Indirect Language Stimulation, Incidental Teaching Methods and Sabotage Techniques

Indirect Language Stimulation: There are a number of patterns identified for parents to use to provide language models to children in the course of naturally occurring everyday activities. These patterns differ from direct teaching approaches in that the context is not a didactic one in which children are asked to say things in particular ways. Rather the focus is not on the communication, but on carrying out the discussion or activity. Here are some examples (see further discussion in (Duchan, 1995, p. 84)

Semantic contingency: The adult response is related to the child's meaning (Cross, 1978)

Expansion: The adult recasts the child's utterance into adult syntactic form (Cazden, 1965).

Expansion plus: Information is added to the child's comment (called expatiation by Cazden in Cazden, 1965)

Intent contingency: The content of what the adult says is related to what the adult takes to be the intent behind the child's utterance.

Contingent queries: A question or comment that indicates to the leaner that what was just said was confusing (Gallagher, 1977).

Backchanneling: The support person acknowledges what the child has just said and provides encouragement to continue (Kirchner, 1991).

Verbal scaffolding: The adult provides a model of what to say before the child has said it. (Kirchner, 1991):

Redirects: The adult encourages the child to ask someone else.
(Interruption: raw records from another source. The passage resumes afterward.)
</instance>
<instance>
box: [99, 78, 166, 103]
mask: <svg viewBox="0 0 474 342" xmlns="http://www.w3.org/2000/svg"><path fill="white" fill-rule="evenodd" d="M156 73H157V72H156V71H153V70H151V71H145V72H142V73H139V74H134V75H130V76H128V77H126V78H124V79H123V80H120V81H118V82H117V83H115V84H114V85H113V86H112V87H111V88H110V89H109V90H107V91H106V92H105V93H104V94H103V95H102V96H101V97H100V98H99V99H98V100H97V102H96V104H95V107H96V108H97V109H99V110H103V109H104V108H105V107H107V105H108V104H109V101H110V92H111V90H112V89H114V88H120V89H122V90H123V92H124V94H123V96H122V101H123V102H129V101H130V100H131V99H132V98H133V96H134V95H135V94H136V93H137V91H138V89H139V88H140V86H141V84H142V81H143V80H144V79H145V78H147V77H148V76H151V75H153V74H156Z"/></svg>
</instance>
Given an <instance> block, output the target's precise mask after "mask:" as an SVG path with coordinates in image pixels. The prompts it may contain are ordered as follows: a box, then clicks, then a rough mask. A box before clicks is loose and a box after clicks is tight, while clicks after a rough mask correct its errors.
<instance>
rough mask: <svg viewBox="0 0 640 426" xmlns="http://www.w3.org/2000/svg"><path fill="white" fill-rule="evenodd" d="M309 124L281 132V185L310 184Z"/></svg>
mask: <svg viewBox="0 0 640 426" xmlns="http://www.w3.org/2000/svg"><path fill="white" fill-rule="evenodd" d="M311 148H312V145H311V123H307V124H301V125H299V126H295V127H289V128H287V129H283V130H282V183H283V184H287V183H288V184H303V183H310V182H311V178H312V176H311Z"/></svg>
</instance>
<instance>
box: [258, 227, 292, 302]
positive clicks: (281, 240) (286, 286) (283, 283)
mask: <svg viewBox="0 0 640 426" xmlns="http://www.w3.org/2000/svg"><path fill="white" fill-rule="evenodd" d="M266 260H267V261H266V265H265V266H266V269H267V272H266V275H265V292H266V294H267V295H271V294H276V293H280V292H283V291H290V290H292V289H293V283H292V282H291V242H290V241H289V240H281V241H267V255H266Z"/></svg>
Aim: to promote social initiations to peers by reticent children. (Schulele, Rice, Wilcox, 1995)

Breakdowns and buildups: The adult builds upon the child's utterance and then breaks it down, and builds it up again (Fey, 1986, p. 198)

Sabotage Techniques: The adult creates a problem or makes a mistake to block a goal of the child, thereby creating a context in which the child needs to communicate if he wants to overcome the difficulty and proceed with the activity.

Communicative temptation: Give child box that he cannot open to elicit a request (Wetherby & Prutting, 1984)

Contrived misunderstanding: Act confused or ask about something the child just said (Gallagher & Darnton, 1978; Weiner & Ostrowski, 1979)

Contrived confusion: Look puzzled (Duchan & Weitzner Lin, 1987)

Problems in the event sequence: Flat tire on the way to the grocery store, hole in a shopping bag, cashier drops a package (Constable, 1983; Culatta, 1994)

Making false assertions: Make inaccurate statements to encourage the child to correct them-Oh look the dog is jumping on the roof (have a person jump on the roof) (Fey, 1986, p. 175)

References

Cazden, C. (1965). Environmental assistance to the child's acquisition of grammar. Unpublished Dissertation, Harvard University, Cambridge, Mass.

Constable, C. (1983). Creating communicative context. In H. Winitz (Ed.), Treating language disorders: For clinicians by clinicians. Baltimore, MD: University Park Press.

Culatta, B. (1994). Representation play and story enactments: Formats for language intervention. In J. Duchan & L. Hewitt & R. Sonnenmeier (Eds.), Pragmatics: From theory to practice (pp. 105-119). Englewood Cliffs: NJ: Prentice Hall.

Duchan, J. (1995). Supporting language learning in everyday life. San Diego, CA.: Singular Publishing Group.

Duchan, J., & Weitzner Lin, B. (1987). Nurturant-naturalistic language intervention for language impaired children: implications for planning lessons and tracking progress. ASHA, 29, 45-49.

Fey, M. (1986). Language intervention with young children. San Diego, CA: College Hill Press.

Gallagher, T. (1977). Revision behaviors in the speech of normal children developing language. Journal of Speech and Hearing Research, 20, 303-318.

Gallagher, T., & Darnton, N. (1978). Conversational aspects of the speech of language disordered children: Revision behaviors. Journal of Speech and Hearing Disorders, 21, 118-136.

Kirchner, D. (1991). Using verbal scaffolding to facilitate controversial paarticipation and language acquisition in children with pervasive developmental disorders. Journal of Childhood Communication Disorders, 14, 81-96.

Weiner, F., & Ostrowski, A. (1979). Effects of listener uncertainty on articulatory inconsistency. Journal of Speech and Hearing Disorders, 44, 487-493.

Wetherby, A., & Prutting, C. (1984). Profiles of communicative and cognitive-social abilities in autistic children. Journal of Speech and Hearing Research, 27, 364-377.